The researchers developed a vertically integrated hybrid electronic circuit by combining the novel memristor developed at the University of Michigan with wafer scale heterogeneous process integration methodology and CMOS read/write circuitry developed at HRL. “This hybrid circuit is a critical advance in developing intelligent machines,” said HRL SyNAPSE program manager and principal investigator Narayan Srinivasa. “We have created a multi-bit fully addressable memory storage capability with a density of up to 30 Gbits/cm2, which is unprecedented in microelectronics.”
Industry is seeking hybrid systems such as this one, the researchers say. Dubbed “R-RAM,” they could shatter the looming limits of Moore’s Law, which predicts a doubling of transistor density and therefore chip speed every two years.
Ultimately the team plans to scale the neuromorphic chip to support millions of neurons and billions of synapses, thereby enabling the development of intelligent machines that can learn from their environments and exhibit complex behaviors. The technology has numerous real-world applications in complex computing including visual perception, planning, decision making and navigation.
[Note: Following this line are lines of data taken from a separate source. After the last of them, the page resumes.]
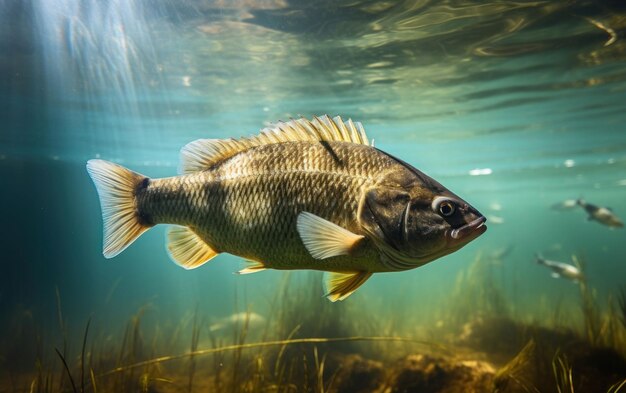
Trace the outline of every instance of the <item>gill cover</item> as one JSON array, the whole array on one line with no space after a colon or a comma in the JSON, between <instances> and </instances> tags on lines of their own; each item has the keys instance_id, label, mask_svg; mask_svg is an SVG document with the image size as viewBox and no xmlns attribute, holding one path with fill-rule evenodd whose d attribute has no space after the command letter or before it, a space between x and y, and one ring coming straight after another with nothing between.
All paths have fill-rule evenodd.
<instances>
[{"instance_id":1,"label":"gill cover","mask_svg":"<svg viewBox=\"0 0 626 393\"><path fill-rule=\"evenodd\" d=\"M399 250L405 239L410 201L410 195L404 190L380 186L371 188L361 200L359 222L376 242Z\"/></svg>"}]
</instances>

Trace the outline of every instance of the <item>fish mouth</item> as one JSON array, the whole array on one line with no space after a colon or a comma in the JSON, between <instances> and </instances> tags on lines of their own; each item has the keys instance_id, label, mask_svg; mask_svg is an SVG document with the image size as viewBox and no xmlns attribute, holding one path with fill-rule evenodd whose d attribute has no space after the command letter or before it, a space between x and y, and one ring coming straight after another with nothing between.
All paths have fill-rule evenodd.
<instances>
[{"instance_id":1,"label":"fish mouth","mask_svg":"<svg viewBox=\"0 0 626 393\"><path fill-rule=\"evenodd\" d=\"M455 243L467 243L474 240L487 230L487 225L485 225L486 221L487 218L484 216L478 217L460 228L453 229L450 232L450 238Z\"/></svg>"}]
</instances>

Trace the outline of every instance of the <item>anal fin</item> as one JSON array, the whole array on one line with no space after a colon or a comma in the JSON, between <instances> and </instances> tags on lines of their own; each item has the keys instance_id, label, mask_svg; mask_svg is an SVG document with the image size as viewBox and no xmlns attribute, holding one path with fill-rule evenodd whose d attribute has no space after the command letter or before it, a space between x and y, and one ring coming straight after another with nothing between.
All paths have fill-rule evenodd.
<instances>
[{"instance_id":1,"label":"anal fin","mask_svg":"<svg viewBox=\"0 0 626 393\"><path fill-rule=\"evenodd\" d=\"M331 302L344 300L352 295L367 279L372 276L371 272L336 273L324 274L324 289L326 297Z\"/></svg>"},{"instance_id":2,"label":"anal fin","mask_svg":"<svg viewBox=\"0 0 626 393\"><path fill-rule=\"evenodd\" d=\"M167 232L167 249L172 260L188 270L204 265L218 254L194 231L176 225Z\"/></svg>"},{"instance_id":3,"label":"anal fin","mask_svg":"<svg viewBox=\"0 0 626 393\"><path fill-rule=\"evenodd\" d=\"M260 272L260 271L267 269L267 267L265 266L263 262L251 261L251 260L246 260L246 262L248 263L248 267L246 267L245 269L241 269L240 271L237 272L237 274L251 274L251 273Z\"/></svg>"}]
</instances>

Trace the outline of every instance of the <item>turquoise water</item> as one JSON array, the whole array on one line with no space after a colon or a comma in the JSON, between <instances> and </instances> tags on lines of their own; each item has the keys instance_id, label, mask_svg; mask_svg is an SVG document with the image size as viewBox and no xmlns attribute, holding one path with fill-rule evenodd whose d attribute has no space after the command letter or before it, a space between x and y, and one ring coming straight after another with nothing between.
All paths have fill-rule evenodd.
<instances>
[{"instance_id":1,"label":"turquoise water","mask_svg":"<svg viewBox=\"0 0 626 393\"><path fill-rule=\"evenodd\" d=\"M578 286L534 255L584 256L600 312L626 286L626 231L551 209L584 197L626 218L625 28L619 2L0 1L0 317L27 314L54 342L59 303L77 337L89 318L115 336L145 305L144 327L164 330L194 310L209 322L269 315L286 272L236 276L243 262L229 255L184 271L165 228L105 260L85 163L172 176L194 139L329 114L362 122L489 227L333 307L436 337L457 312L453 295L488 274L507 315L553 327L560 308L580 331ZM291 273L292 289L308 274ZM4 348L16 340L6 332Z\"/></svg>"}]
</instances>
Crossbar arrays based on two-terminal resistive switches have been proposed as a leading candidate for future memory and logic applications. Here we demonstrate a high-density, fully operational hybrid crossbar/CMOS system composed of a transistor- and diode-less memristor crossbar array vertically integrated on top of a CMOS chip by taking advantage of the intrinsic nonlinear characteristics of the memristor element. The hybrid crossbar/CMOS system can reliably store complex binary and multilevel 1600 pixel bitmap images using a new programming scheme.